Why is it $200,000 a year? Maybe more, depending on your dosage needs? Certainly not all recombinant drugs are this expensive. Insulin has been grown in bugs for almost a decade and it’s dirt cheap in comparison.

The answer is that, quite simply, there are probably only 10,000 people in the world with this disease and 5,000 of them are already on it. To recoup that investment they needed to put the price point higher. But it’s an orphan drug! They already got a shitton of money back from the gubment for just making it, why do they need to sell it for such a shitton of money it actually has sales in excess of a billion dollars a year?

Well, that’s one of them sticky ethical questions that the ChemBlog is running out of time to answer… Caviar is almost ready.

A new paper produced by the Mayer group has the biological-molecular-probe community abuzz (JACs ASAP FREE AUTHOR CHOICE!). Everyone knows soon-to-be-Nobel-prize-winner Roger Tsien and his magical collection of multicolored fluorescent proteins. They are, of course, gigantic proteins (though they assemble themselves, which is the future, IMHO). Indeed, many of the current methods to create in vivo labels rely upon the assembly of large proteins which are conjugated to the protein of interest.

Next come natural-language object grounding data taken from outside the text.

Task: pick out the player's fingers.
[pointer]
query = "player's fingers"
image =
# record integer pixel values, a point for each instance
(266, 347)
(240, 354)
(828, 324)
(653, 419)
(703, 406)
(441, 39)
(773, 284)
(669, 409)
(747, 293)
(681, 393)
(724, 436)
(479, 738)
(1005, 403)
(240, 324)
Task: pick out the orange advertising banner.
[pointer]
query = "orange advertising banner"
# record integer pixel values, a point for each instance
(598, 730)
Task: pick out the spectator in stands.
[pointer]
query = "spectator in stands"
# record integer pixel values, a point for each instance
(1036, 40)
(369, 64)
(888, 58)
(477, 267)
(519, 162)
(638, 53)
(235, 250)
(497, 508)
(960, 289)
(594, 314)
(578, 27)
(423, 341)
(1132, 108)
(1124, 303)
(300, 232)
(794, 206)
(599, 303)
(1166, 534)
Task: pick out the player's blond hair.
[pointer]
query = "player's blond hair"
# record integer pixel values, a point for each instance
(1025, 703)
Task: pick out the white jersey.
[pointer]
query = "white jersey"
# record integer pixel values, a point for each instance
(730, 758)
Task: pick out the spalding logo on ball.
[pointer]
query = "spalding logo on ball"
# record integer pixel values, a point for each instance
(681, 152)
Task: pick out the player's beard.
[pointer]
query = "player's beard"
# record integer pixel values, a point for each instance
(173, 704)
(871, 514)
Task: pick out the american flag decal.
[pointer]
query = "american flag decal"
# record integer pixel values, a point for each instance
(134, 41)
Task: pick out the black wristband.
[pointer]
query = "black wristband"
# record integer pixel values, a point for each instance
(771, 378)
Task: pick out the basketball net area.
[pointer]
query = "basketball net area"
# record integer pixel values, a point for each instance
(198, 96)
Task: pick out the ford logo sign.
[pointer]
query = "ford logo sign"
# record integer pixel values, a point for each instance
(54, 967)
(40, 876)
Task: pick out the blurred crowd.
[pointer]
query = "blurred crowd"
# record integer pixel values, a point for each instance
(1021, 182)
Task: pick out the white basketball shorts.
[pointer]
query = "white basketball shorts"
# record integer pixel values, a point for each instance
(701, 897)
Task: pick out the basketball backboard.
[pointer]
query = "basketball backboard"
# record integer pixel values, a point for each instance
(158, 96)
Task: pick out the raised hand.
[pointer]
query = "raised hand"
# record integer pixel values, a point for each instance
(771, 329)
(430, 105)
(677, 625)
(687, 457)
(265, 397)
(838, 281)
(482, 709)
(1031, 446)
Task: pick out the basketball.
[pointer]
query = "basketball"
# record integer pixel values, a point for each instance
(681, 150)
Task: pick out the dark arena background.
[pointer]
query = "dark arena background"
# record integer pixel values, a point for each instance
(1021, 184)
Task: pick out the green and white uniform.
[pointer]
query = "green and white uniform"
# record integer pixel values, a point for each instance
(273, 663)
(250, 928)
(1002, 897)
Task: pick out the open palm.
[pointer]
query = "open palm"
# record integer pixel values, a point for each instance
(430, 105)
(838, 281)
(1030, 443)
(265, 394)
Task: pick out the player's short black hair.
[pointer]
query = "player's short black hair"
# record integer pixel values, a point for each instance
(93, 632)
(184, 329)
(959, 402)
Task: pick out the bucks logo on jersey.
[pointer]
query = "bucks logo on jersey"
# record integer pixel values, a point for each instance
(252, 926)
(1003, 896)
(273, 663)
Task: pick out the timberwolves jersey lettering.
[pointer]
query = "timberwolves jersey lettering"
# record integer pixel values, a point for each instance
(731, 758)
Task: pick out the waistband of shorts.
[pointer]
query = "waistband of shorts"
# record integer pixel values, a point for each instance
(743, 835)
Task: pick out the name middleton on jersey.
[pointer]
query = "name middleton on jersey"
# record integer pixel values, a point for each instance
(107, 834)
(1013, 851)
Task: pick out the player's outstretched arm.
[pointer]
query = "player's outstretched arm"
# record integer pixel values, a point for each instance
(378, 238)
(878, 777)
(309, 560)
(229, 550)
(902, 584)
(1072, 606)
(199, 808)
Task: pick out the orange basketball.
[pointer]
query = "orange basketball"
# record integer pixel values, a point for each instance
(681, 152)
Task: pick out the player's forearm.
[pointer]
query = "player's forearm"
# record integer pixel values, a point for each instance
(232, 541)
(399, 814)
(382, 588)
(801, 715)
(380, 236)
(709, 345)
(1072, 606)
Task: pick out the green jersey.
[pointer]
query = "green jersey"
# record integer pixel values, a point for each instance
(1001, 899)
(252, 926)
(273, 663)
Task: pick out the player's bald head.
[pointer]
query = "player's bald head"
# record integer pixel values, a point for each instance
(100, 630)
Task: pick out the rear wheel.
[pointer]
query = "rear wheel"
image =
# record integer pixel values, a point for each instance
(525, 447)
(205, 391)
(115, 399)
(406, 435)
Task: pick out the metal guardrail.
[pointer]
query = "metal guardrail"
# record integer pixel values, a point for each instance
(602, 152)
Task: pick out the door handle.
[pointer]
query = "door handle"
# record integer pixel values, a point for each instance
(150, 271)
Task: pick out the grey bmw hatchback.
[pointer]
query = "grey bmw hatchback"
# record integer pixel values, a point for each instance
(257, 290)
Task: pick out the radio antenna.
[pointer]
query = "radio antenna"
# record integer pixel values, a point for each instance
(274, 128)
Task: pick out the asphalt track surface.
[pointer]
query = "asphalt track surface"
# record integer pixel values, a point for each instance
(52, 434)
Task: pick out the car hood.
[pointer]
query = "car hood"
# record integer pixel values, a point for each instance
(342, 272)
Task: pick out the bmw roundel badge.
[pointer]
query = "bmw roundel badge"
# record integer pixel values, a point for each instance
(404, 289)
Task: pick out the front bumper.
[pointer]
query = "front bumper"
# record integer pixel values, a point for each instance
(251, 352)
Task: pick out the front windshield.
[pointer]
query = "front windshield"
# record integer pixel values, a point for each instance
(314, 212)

I haven’t rocked out the shitty quality of MS Paint in a while, and this is the perfect opportunity. See, it works like this. Option 1 is to just allow the cell to make the whole dye. You transfect the cell to append the correct genetic sequence to make GFP, and the cell makes it for you. No fuss, no muss. Option two is more two steppy. You can use brighter dyes, however. A “HaloTag” protein (a hydrolase mutant) is expressed just like GFP, but it binds selectively to a synthetic “Halotag ligand.” That’s neat, I guess… if you suck. The final option, which requires no gigantor protein expression, is one using biarsenical fluorescent dyes which selectively bind to cystines exposed on alpha helices (again transfected). This last method still may require exogenous shit to dangle off your protein, but it’s small. Of course, cystines are nucleophilic, easily oxidized and generally reactive amino acids, but you can’t expect miracles.

Mayer’s work builds upon previous work which used weaker fluorescein dyes with cutesy little names like FlAsH. The cyanine dye series (specifically the very stable Cy3) was used by Mayer as an alternative and/or compliment to the cutesy named dyes, all of which bind to the same genetic sequence (CCXXCC), which is roughly one helical turn. They Cy3 dye is longer, which means the arsenics are further apart, so it would bind to a different sequence (CCXXXXXCC). Thus, the two dyes are orthogonal binders and can be used for FRET experiments!

In short, Mayer has made the biarsenical multiuse probes a useful tool in protein-protein interactions via FRET and kicks ass for paying the brazillion dollars to make this article free to the public as an author’s choice.